Le relais féminin français écrase tout et remporte l'or olympique !

Quatre Bleues en or !
Quatre Bleues en or !REUTERS/Matthew Childs

Le relais féminin français (Camille Bened, Lou Jeanmonnot, Océane Michelon, Julia Simon) est devenu champion olympique, 34 ans après le sacre de 1992 à Albertville, dans un scenario identique à celui des hommes la veille. La France a remporté les trois relais lors de ces JO 2026 et Simon est devenue la première athlète féminine à gagner trois titres olympiques lors de la même édition.

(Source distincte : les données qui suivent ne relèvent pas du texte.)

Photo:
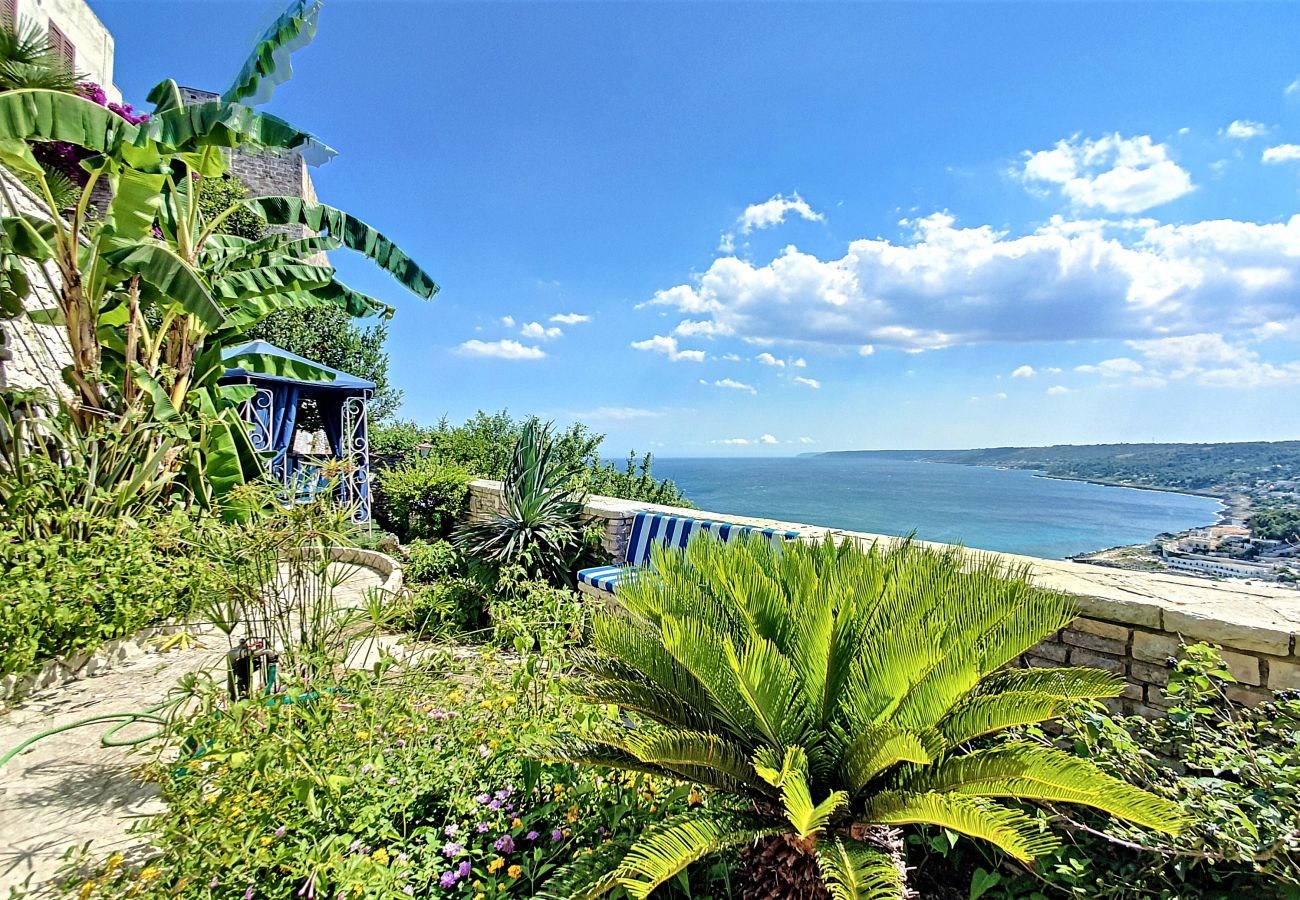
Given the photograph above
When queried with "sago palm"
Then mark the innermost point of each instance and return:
(836, 693)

Programme, résultats et tableau des médailles des Jeux Olympiques sur Flashscore

Au lendemain de la victoire de l'équipe masculine, le relais féminin a écrabouillé la concurrence, malgré un premier passage loupé. C'est dire la supériorité française lors de ces JO. Avec 10 médailles dont 5 en or, et encore les deux mass-start à disputer, le bilan tricolore est tout simplement prodigieux. 

Bened comme Claude

Avec une température de -10 degrés en début de journée et une neige idéale pour glisser, Camille Bened, la remplaçante de Justine Braisaz-Bouchet, qui s'est élancée la première. Arrivée en tête sur le pas de tir du premier couché, elle en est aussi sortie la première, elle qui a une statistique exceptionnelle de 95% de réussite dans cet exercice. En revanche, à l'instar de Fabien Claude la veille, elle a commis trois fautes sur sa salve de 5 balles et, après avoir manqué sa dernière pioche, elle a dû tourner une fois sur l'anneau de pénalité. Improbable. 

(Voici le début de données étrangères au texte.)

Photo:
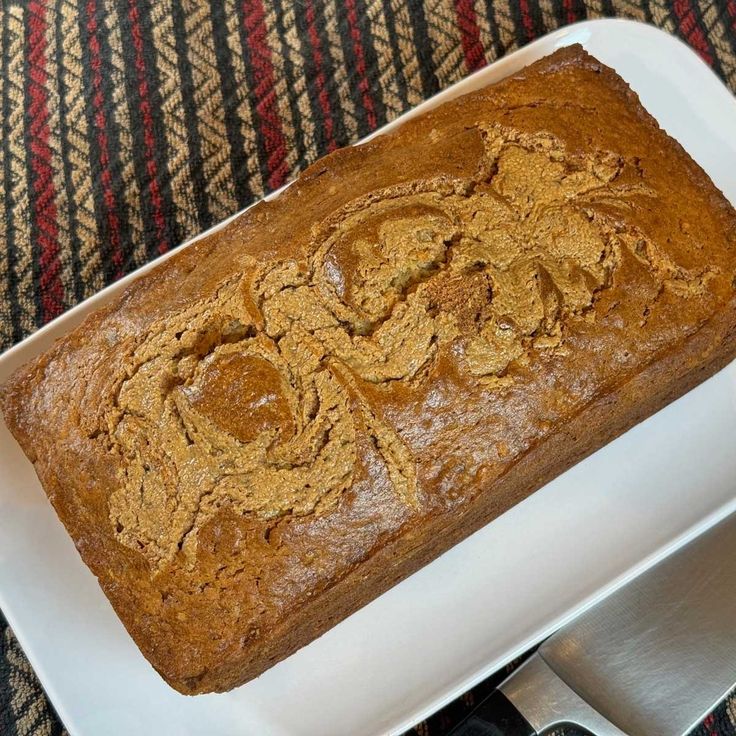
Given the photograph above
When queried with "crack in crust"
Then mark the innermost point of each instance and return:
(251, 400)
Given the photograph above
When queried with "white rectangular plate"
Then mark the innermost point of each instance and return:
(469, 612)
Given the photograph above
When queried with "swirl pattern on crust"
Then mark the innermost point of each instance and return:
(257, 409)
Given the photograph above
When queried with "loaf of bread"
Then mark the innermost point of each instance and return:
(285, 419)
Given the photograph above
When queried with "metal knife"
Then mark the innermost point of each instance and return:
(651, 659)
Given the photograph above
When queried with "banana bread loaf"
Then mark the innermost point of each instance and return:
(293, 414)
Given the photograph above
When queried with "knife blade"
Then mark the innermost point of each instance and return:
(651, 659)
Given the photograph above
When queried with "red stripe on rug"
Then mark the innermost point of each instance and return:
(569, 7)
(100, 125)
(731, 6)
(51, 287)
(526, 20)
(690, 29)
(149, 140)
(319, 80)
(470, 34)
(360, 67)
(254, 19)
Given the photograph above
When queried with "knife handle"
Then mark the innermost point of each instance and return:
(495, 716)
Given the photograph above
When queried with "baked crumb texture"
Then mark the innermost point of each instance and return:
(279, 423)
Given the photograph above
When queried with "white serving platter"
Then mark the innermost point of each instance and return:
(471, 611)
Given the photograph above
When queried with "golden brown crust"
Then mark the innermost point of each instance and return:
(290, 416)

Troisième de l'indidvduel en début de JO, la Bulgare Lora Hristova est sortie devant, avec un 10/10 sans pioche derrière la carabine, suivie par la Suédoise Linn Gestblom. Derrière, l'Allemande Julia Tannheimer complétait le podium provisoire. 

Jeanmonnot en patronne

Partie avec 55 secondes de retard sur la Suède qui a passé le relais en tête, Lou Jeanmonnot devait imiter le relais d'Emilien Jacquelin. Seizième, la leader de la Coupe du monde. Pendant qu'Anna Magnusson partait tourner et que Milena Todorova piochait 3 fois, Franziska Preuss a fait le plein. Avec deux pioches, Jeanmonnot est sortie 12e à 45 secondes. Un cran plus bas, c'était au tour de Dorothea Wierer de perdre gros avec un tour de pénalité. 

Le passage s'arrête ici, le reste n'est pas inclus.